A big part of my practice is assisting financial advisors, third party administration (TPA) firms, and plan sponsors nationally with what I call an open phone policy. Financial advisors, TPAs, and plan sponsors can call me up with any questions they have about qualified and non-qualified plans without having to worry that they are going to be charged for just getting an answer to a question. I am all about building relationships and helping people in the retirement plan community, save one retirement plan at a time. So if you need any quick answer or help, give me a call (cheap plug).

That being said, I got two questions on the left coast that were different but both ended with that saying I have heard so many times over the last 16 years as an ERISA attorney.

The first question came from a TPA in California. A defined benefit plan sponsor wanted to invest in a mortgage in a building that the plan sponsor would buy and the plan sponsor would live in. Of course, there is something called a prohibited transaction and an exemption from the Department of Labor won’t happen. Of course, the client’s financial advisor claimed that what the plan sponsor wanted to do was fine “because everyone does it.”
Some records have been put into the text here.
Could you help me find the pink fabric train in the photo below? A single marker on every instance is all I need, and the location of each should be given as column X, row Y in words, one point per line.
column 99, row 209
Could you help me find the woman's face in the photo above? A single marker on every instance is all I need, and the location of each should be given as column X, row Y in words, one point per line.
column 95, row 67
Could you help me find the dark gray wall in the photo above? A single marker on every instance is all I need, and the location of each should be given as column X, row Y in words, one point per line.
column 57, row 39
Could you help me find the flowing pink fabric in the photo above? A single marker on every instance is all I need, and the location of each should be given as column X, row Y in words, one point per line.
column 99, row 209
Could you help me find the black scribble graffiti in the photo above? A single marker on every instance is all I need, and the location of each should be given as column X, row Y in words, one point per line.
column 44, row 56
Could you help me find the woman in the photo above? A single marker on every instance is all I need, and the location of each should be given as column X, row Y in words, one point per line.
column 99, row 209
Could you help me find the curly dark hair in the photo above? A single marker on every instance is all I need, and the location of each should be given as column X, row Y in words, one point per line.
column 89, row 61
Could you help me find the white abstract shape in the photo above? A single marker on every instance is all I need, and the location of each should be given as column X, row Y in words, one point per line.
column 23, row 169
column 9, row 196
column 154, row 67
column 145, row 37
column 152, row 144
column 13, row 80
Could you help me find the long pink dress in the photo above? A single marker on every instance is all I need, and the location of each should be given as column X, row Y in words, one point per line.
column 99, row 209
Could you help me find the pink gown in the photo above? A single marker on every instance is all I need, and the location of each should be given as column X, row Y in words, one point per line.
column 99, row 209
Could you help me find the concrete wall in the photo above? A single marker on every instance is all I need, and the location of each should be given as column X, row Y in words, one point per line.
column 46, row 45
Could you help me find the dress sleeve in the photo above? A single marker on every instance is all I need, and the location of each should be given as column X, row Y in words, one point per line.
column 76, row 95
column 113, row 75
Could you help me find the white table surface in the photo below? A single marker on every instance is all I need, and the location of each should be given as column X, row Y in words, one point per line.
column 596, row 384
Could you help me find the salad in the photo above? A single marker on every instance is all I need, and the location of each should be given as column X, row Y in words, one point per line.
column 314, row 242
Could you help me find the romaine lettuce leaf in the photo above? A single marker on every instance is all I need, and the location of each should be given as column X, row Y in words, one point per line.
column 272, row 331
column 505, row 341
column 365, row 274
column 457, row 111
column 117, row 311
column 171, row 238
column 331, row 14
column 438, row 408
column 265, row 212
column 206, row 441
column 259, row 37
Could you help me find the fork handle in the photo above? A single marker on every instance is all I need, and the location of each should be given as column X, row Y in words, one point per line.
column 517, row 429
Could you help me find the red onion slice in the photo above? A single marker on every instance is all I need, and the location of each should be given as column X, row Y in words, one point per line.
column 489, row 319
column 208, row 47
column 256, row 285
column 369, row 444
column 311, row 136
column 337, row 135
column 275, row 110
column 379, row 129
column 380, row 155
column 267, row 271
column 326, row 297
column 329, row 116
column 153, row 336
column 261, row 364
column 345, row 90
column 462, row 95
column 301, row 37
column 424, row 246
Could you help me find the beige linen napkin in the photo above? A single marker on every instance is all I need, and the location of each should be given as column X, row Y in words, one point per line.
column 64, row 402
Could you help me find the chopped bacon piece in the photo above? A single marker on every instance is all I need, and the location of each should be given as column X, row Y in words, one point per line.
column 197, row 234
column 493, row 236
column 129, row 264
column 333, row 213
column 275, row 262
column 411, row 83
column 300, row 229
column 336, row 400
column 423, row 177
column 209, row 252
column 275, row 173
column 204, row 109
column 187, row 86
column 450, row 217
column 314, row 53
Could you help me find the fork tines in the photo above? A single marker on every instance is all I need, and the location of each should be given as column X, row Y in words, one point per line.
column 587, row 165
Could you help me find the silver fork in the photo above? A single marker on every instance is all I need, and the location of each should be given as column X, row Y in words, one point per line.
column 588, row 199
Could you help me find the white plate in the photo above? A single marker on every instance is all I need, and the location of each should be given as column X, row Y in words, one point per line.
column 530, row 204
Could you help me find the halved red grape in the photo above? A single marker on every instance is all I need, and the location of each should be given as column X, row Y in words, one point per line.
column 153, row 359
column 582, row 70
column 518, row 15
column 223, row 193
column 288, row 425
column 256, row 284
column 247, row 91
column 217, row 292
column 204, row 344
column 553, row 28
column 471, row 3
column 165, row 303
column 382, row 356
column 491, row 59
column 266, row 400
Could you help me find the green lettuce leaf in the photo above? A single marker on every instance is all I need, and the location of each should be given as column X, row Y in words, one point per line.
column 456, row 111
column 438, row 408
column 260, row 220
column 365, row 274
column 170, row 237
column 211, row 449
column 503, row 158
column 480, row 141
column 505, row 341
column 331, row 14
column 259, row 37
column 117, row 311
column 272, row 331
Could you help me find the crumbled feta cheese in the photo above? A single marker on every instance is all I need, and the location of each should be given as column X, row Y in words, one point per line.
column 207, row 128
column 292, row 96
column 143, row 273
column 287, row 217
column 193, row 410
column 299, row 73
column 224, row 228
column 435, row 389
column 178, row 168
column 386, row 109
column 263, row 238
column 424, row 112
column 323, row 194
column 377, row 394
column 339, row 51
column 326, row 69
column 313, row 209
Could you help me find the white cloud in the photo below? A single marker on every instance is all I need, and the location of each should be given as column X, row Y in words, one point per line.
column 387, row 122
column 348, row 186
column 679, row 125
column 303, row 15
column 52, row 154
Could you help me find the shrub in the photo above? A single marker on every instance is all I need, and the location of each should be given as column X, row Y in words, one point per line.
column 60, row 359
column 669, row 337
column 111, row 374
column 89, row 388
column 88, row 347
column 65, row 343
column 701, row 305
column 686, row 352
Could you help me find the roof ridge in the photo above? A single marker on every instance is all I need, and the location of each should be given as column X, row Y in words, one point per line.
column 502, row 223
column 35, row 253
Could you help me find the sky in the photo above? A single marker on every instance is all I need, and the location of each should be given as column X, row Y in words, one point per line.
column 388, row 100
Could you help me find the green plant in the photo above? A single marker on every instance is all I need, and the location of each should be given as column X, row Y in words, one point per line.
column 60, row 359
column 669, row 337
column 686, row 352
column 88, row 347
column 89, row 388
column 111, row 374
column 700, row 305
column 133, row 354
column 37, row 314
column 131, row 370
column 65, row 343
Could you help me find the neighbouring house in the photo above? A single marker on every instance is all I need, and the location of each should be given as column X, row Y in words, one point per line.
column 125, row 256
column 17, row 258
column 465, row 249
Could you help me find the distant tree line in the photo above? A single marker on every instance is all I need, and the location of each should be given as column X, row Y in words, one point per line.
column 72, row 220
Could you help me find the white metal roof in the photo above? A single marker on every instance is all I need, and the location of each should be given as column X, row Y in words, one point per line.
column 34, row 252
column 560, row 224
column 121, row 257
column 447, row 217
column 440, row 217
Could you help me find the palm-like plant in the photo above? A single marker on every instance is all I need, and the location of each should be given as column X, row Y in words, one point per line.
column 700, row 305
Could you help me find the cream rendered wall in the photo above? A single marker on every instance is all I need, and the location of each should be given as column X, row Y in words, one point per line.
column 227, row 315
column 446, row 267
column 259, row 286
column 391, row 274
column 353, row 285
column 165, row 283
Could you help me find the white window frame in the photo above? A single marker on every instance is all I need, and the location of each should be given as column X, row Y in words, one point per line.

In the second question, an attorney friend of mine asked me about a client of theirs who had a retirement plan, but wasn’t covering the leased employees in their office. Since the leased employees didn’t meet any of the exceptions for coverage set out by the Internal Revenue Code, they had to be covered. Of course the client thought that not covering the leased employees was fine “because everyone does it.”

As an ERISA attorney, I have to counsel my clients to operate their sponsorship of retirement plans within the limits of the Internal Revenue Code and ERISA. I don’t care what everyone else is doing if what they are doing would result in plan disqualification or sanction if caught by the Internal Revenue Service and Department of Labor. Plan sponsors and plan trustees are plan fiduciaries and have to act prudently within the confines of the law. Simply saying everyone is breaking these laws is no defense.

I had a client being sued by the government because as a plan fiduciary, they didn’t make sure the TPA was doing their job. Saying that they aren’t liable because most other plan sponsors don’t make sure their TPAs are doing their job is no defense.

The DOL and IRS won’t care if everyone is doing it; they just want to make sure plan sponsors don’t.